Literally the first thing we did was walk headlong into a mother giraffe and her calf.

They were so close!  
I laughed afterwards, because as soon as I realized there was an animal in front of me with her young, I did exactly what years of overnight camp in the Rockies has taught me to do when you meet a bear: I started a conversation.

"Hey giraffe-raffe-raffe... We're just hanging out over here... good to meet you... I see you're a little surprised too..."

The Academic found this all very entertaining.

Then we found some zebras!

Hiding wisely in the shade. That is a small herd of water buffalo behind them, as well. 
And THEN we startled an incredibly indignant ostrich.

Having now encountered one outside of a zoo, I can honestly say that I don't know if it's possible to be an ostrich with dignity. They're really very ruffley, awkward birds. 
Last but not least, we met what we thought was a springbok. 

The suspected springbok. Springboks are actually quite graceful looking creatures, but this one was a little thickly-set and dull in colouring to be a real springbok.
However, upon googling springboks once we got back, we're now fairly certain they were actually some other sort of deer-like savannah animal.

At no point before we arrived was I expecting there to be anything more exciting than some sort of bird. Guys, I am now 9000% sure that I am in Africa. Casually running into a giraffe is about the most happily African thing I can think of.

Deer in the headlights!
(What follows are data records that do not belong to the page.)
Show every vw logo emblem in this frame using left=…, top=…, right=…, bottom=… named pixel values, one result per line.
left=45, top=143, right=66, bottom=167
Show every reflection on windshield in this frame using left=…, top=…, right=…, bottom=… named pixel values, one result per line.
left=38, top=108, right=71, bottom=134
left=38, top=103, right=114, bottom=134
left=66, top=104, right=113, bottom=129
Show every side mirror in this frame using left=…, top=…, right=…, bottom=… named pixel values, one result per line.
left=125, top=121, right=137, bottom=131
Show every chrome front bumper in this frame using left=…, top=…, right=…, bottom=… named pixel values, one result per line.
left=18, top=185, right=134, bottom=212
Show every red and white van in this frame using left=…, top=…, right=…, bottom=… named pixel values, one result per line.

There was an area at the start of the route set up for groups to come braai, and the whole place was done up with skulls and antlers. Can we take a moment to appreciate how heavy those must have been for the animal that had to carry them around?
The whole hike was marked with these little yellow boot prints, which was novel from a Canadian perspective. 9/10 times you don’t really need a trail marker in Canada, at least in my experience. The trails themselves tend to wind through trees, and as a result are fairly obvious. That was not the case here. Everything was ruggedly red, and the plant life was gorgeous, but scrubby. All of this made staying on the trail a bit of a trial-and-error endeavour until we found the first yellow boot print.

Following the yellow footprint road.
Anyway, after the weekend The Academic and I both went back to work. I am becoming more familiar with what exactly LHR can and cannot do (which is satisfying) and how that impacts the human beings in front of me (which is often not satisfying). What I’ve been particularly surprised by (legally) is how often we run into cases of people becoming stateless. It was less than a year ago that I sat in a classroom and asked one of my very qualified professors several questions about how citizenship is inherited, chosen, or bestowed upon a person; and how it can be lost. The short answer was “It’s not common to become stateless in anything but extreme circumstances. You’re probably never going to run into it.”

I’m running into it, and I just need to let you all know that it’s not ok. The world is filled with literally billions of people. Surely someone out there has already started to put their mind to how to solve this issue. Especially for minors. At some point I am going to have to sit down with Quicklaw and dig into it. (Just in case this also happens to be a burning question that keeps you up at night, stay posted.)

More decorative dead things at the braai-pit. 
The wildlife at home is slightly less exotic than Groenkloof, but it is definitely affectionate enough to mitigate some of the emotional labour I do at work. Roman, for one, is the lovely fellow who greets me enthusiastically at the gate, and never fails to arrive on the scene when I have an avocado in hand.

He is the king of avocado beggars. 
There are also weaverbirds on the tree above the pool. I’m going to assume that it’s safe to say you did not spend countless hours of your childhood watching the Discovery Channel, and take a minute to geek out about weaverbirds.

This is the impressive species of bird where the male zips around stripping thin leaves off of everything nearby so he can bring it back as building material for his nest. Hording material for nest building is common, but the type of nest that these little fellows build is not. They take the strips of plant and tie knots with them until they have woven a hanging basket.

An example of a complete, woven nest. 
I just want to be sure this is clear. They tie knots.

With their beak.

I find this endlessly impressive. Once the male has spent his time carefully engineering his nest, he invites females back to his seduction basket/intricate net of wonders/love nest/tiny work of structural genius as part of courtship. She then gets to decide whether it is architecturally sound enough for her liking. If it’s not, she attacks the thing until it comes off the branch or is completely undone.

Also a complete woven nest (top left) but more excitingly, a little yellow weaverbird (on the right).
Potentially I am too impressed by everything that goes into the making of one of these nests, because I’ve started getting personally offended every time I see the remains of one floating along the surface of the pool. All that work! All that time! How could she be so cruel?!

If they’re not careful, these weaverbirds are all going to end up with pop culture names based on the level of destruction involved when they destroy nests. I figure I’ll start with the Kardashians, and see how far I get. Generally it's more interesting if you give the wildlife names.

The correlation between naming things and making them more interesting? That definitely also applies to the rat that lives in the ceiling at work. Much to the horror of my two supervising attorneys, I’ve named him Norbert.